Obtido o que pretendia, a sua história poderia ter acabado aqui. Mas, nãos. É Jesus que não se limita à cura física e traz esta mulher para o centro da comunidade dos que o seguem.
Voltou-Se para a multidão e perguntou: «Quem tocou nas minhas vestes?». Os discípulos responderam-Lhe: «Vês a multidão que Te aperta e perguntas: ‘Quem Me tocou?’». Mas Jesus continuou a olhar em volta. A mulher, assustada e a tremer, por saber o que lhe tinha acontecido, veio prostrar-se diante de Jesus e disse-Lhe a verdade. Jesus respondeu-lhe: «Minha filha, a tua fé te salvou».
Uma segunda verificação importante: é preciso aproximar-nos de Jesus e dizer-lhe a verdade do que vai no nosso coração. Isso toca profundamente Jesus. E ainda que lhe toquemos ao de leve ou nas pontas da roupa não ficamos no anonimato, sem vínculo. Ele quer que passemos a fazer parte da Sua família, por isso, conclui afirmando a sua nova condição: «Minha filha».
Esta cena bíblica recorda-me sempre um diálogo que tive com uma doente, quando fui Capelão no Hospital de São João. Por ocasião do cinquentenário do hospital iniciaram obras de fundo na estrutura do mesmo. Isso implicou a reconfiguração das enfermarias, com a destruição de paredes, etc. Como calculam, durante o dia, nos outros pisos, o barulho era imenso, muitas vezes, quase insuportável para sãos, quanto mais para doentes, na sua grande maioria “presos” a uma cama. Numa das visitas eu dizia a uma doente: “com este barulho e desassossego é impossível rezar”. E ela, entre outras coisas, retorquiu: “Sabe, Sr. Padre, aqui, lembro-me sempre daquela mulher do evangelho que, no meio do barulho da multidão, tocou na fímbria do manto de Jesus e não deixou de ser atendida. Eu aqui, só rezo isso. E sei que também vou ser atendida.”
Com esforço, contive as lágrimas e agradeci-lhe a excelente “aula de espiritualidade” que me tinha oferecido.
É isso mesmo: por mais adversas que sejam as situações (interiores ou exteriores), não deixemos nunca de “estender a mão” e, com a oração, tocar, ainda que ao de leve, em Jesus.
Mas estava uma menina de doze anos, moribunda, à espera de Jesus. Por isso, Jesus continua o seu caminho. E, enquanto caminham, chegam os criados, que trazendo a triste notícia de que a morte da menina tinha chegado antes de Jesus. Ora, Jesus, que até aqui se tinha limitado a acompanhar Jairo, sem nada dizer, diz-lhe agora a primeira palavra audível: «Não temas; basta que tenhas fé».

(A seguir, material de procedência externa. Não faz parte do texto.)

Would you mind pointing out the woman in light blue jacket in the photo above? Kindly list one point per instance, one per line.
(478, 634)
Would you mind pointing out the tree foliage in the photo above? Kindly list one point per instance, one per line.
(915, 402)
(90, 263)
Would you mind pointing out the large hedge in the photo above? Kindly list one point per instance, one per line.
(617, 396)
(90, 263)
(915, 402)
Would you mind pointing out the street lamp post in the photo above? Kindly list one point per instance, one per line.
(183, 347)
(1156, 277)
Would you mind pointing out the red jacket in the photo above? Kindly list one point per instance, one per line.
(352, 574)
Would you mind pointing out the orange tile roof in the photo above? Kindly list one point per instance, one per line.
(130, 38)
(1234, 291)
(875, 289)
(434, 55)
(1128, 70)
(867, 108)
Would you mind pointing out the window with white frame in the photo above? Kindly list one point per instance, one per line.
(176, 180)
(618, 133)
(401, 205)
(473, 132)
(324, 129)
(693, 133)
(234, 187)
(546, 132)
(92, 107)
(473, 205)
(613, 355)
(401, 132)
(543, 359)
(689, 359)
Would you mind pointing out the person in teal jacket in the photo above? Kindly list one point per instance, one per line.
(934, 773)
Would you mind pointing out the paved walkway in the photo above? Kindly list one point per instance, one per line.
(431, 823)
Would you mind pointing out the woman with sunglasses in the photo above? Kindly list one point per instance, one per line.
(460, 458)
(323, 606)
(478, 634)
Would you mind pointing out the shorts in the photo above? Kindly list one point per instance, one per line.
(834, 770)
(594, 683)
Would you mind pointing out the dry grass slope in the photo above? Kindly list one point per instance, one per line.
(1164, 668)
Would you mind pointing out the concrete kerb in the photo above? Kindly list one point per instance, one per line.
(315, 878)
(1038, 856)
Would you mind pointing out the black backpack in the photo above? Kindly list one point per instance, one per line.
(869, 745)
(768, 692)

Verificamos, assim, que na fé, Jesus nunca chega atrasado. Mesmo que no caminho Ele tenha de dar atenção a outros irmãos e situações.
Jesus entra na casa de Jairo, pega na mão da menina e diz, em aramaico, língua materna de Jesus e da menina: ««Talita Kum» [= Menina, levanta-te!].

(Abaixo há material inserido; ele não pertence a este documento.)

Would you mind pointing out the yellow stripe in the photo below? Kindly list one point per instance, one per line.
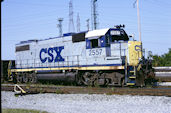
(132, 77)
(130, 84)
(68, 68)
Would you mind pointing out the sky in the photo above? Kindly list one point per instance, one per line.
(23, 20)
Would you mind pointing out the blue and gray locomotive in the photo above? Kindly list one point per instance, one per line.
(97, 57)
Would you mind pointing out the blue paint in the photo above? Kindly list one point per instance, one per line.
(88, 44)
(73, 66)
(43, 50)
(50, 58)
(49, 51)
(58, 52)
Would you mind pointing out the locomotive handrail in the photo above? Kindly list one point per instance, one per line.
(20, 91)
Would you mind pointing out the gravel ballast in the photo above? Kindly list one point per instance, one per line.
(87, 103)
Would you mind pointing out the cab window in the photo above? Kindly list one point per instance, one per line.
(94, 43)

A palavra de Jesus desperta a própria morte. Desta «ressuscitação» da menina, Jesus ordena que não se diga nada a ninguém. Ora esta «ressuscitação» da menina, aponta para a Sua própria «ressurreição». E esta, a ressurreição de Jesus, não pode ser calada. É para ser anunciada aos quatro ventos, a todas as nações e a todos os corações.

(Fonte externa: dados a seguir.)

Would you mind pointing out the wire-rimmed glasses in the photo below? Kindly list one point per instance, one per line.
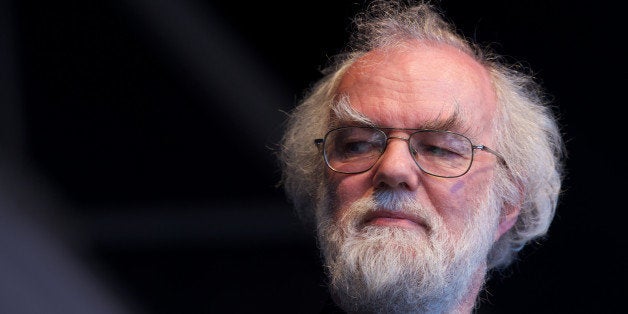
(356, 149)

Em conclusão, o Evangelho deste XIII Domingo do tempo Comum, oferece-nos duas cenas únicas e belíssimas onde emerge a humanidade e divindade de Jesus, o seu poder sobre a morte e a sua vontade de dar sentido à vida. Que na nossa fé humilde, toque e seja tocada Jesus, e dela resulte sempre o mesmo humanismo. E com a ajuda do salmista também nós possamos louvar o Deus que liberta o orante da tristeza, da doença, do luto e da morte, e o faz exultar de alegria, saúde e vida.